Verify: the rules load and evaluate without error.

bash
promtool check rules janusgraph-latency.rules.yml
curl -s http://localhost:9090/api/v1/rules | jq '.data.groups[] | select(.name=="janusgraph-latency") | .rules[].name'

Fallback and rollback procedures

Each step has a defined recovery path; validate between actions rather than stacking changes.

If Step 1 shows a zero series count. The metric is not being exported. Confirm the bean exists in jconsole, then check the includeObjectNames list actually names it and metrics.merge-stores=false is set. Do not build an alert on a metric that is not flowing — the alert will read as permanently healthy.

If Step 2 shows collapsed labels or wrong units. A count by (store) returning one row means merging is still on; fix merge-stores and restart the Gremlin Server. Latency values near 1000 mean the valueFactor is missing from the rename rule; add 0.001 for millisecond timers and re-scrape rather than compensating in every PromQL expression.

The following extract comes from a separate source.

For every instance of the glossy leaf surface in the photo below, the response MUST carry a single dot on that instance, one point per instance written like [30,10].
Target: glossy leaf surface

If Step 3 alerts flap. An alert that fires and clears repeatedly has too tight a threshold or too short a for. Lengthen the for window so a single slow scrape does not page, and widen the threshold toward your true SLO. For lag-based alerts, prefer a rate-of-change guard over a bare level so a slow steady queue does not alert while a genuinely growing one does.

To roll the metric set back. Remove the janusgraph-latency rule group and reload Prometheus; the series remain in the TSDB for historical queries while the alerts stop firing. Reverting the exporter ruleset is covered in the exporter guide’s rollback section.